The Lying Life of Adults by Elena Ferrante (Europa Editions 2020)
Reviewed by Angela Gualtieri
Elena Ferrante’s works examine a person’s interior with a focus on the feminine experience. Her prose captivates readers as she contrasts vivid imagery with womanly milestones and life’s difficulties. Ferrante also brings a true sense of Italian-ness to her work that cannot be overlooked nor removed. Being Italian-American, all these qualities drew me to her newest release, The Lying Life of Adults.
Twelve-year-old Giovanna’s world changes when she overhears her father comment on her face, comparing her to his estranged sister, Vittoria. Giovanna takes his opinion to heart, becoming fearful but also curious about her similarities to her aunt. Giovanna’s commitment to forging a relationship with her aunt begins to alter her internal and external identities. Her adolescent thoughts are challenged by the truths she begins to unearth about her family — and more importantly, about herself.
Ferrante’s choice to use the first-person point of view provides the reader a continuous stream of Giovanna’s consciousness as we see her world from her perspective. From the onset of the story, Ferrante lays the foundation for Giovanna’s autonomy. Beginning with the overhead statement of her “ugliness” and comparison to Vittoria, Giovanna immediately reconciles what she must do: “I was in despair all night. In the morning I was convinced that, if I wanted to save myself, I had to go and see what Aunt Vittoria’s face was really like” (16). The decision to investigate her inner familial workings begins Giovanna’s ascent into adulthood and separation from the total influence her family — especially her father – had on her identity. The growth of her budding relationship with her aunt mirrors the development of Giovanna’s critical analysis, first of her family, and later of the societal expectations placed on her. As the cracks in her familial stronghold become gaps and the power dynamics in her relationships, especially romantic ones, shift, Giovanna discovers a universal heartbreaking truth: “I could no longer be innocent, behind my thoughts there were other thoughts, childhood was over” (118).

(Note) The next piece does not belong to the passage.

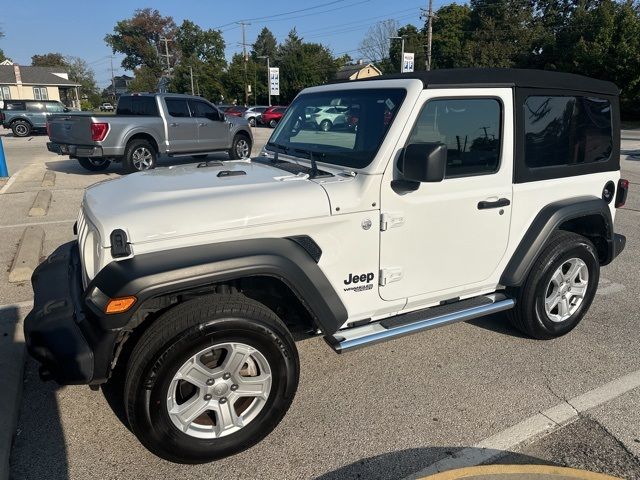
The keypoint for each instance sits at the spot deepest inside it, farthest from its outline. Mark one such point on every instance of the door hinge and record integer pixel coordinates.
(390, 220)
(390, 275)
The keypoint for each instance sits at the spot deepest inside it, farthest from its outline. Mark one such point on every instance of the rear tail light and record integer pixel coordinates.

Along with Giovanna’s autonomy, Ferrante devotes a significant amount of the narrative to classism, entwining these two concepts together to emphasize the coming-of-age theme. As most children are apt to do, Giovanna idolizes her parents, especially her father. This fantastical view shatters as she begins to see her family for who and what they are. Ferrante uses Aunt Vittoria and Giovanna’s parents to explore how their contempt is rooted in classism. Vittoria shows a disdain for intellectual superiority: “Your father–she was angry–has deprived you of a big family, of all of us, grandparents, aunts and uncles, cousins, because we’re not intelligent and educated liked him; he cut us off with a hatchet, he forced you to grow up in isolation, for fear we’d ruin you” (62). Vittoria blames Giovanna’s father for everything, including her own actions. In contrast, Giovanna’s parents use class and social standing as a qualifier for positive conflict resolution: “That’s ridiculous. It’s because Mariano teaches at the university, makes him feel good, gives him a certain status, while Vittoria makes him feel like what he is” (183). Although each adult’s mistakes are similar, the varying degrees of acceptance and forgiveness are directly determined by class. Giovanna’s internal values contrast these beliefs about social standing. Instead, her values are founded on moral grounds, allowing her to establish an identity separate from her parents.

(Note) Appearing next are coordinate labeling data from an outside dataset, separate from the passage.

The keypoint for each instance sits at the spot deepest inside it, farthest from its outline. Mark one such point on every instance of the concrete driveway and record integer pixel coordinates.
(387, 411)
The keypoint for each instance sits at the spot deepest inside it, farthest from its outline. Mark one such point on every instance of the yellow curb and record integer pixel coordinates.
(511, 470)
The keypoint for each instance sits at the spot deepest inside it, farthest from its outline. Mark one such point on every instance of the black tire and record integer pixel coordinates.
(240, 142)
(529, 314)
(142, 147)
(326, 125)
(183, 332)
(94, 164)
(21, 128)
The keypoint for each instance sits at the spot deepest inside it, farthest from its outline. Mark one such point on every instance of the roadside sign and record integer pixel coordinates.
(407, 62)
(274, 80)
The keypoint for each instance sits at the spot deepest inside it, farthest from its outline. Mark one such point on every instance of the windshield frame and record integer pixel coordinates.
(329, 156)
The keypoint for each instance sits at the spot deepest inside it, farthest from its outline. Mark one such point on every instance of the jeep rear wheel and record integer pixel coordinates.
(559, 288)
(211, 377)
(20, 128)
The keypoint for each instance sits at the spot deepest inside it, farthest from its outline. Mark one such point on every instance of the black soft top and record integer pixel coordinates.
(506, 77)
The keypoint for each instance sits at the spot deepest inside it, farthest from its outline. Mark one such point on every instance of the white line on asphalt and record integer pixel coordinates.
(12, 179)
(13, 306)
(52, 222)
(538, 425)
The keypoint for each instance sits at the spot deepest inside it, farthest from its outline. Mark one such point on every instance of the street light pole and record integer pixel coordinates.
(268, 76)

The Lying Life of Adults infuses the journey from adolescence to adulthood with equal parts emotional impact, discovery of one’s self, and significant life lessons. Ferrante’s relatability to her audience transcends the page, causing her readers to reflect on the milestones of their own lives with a new gaze. Through Giovanna, we encounter life’s saddest fact: someday, we have to grow up.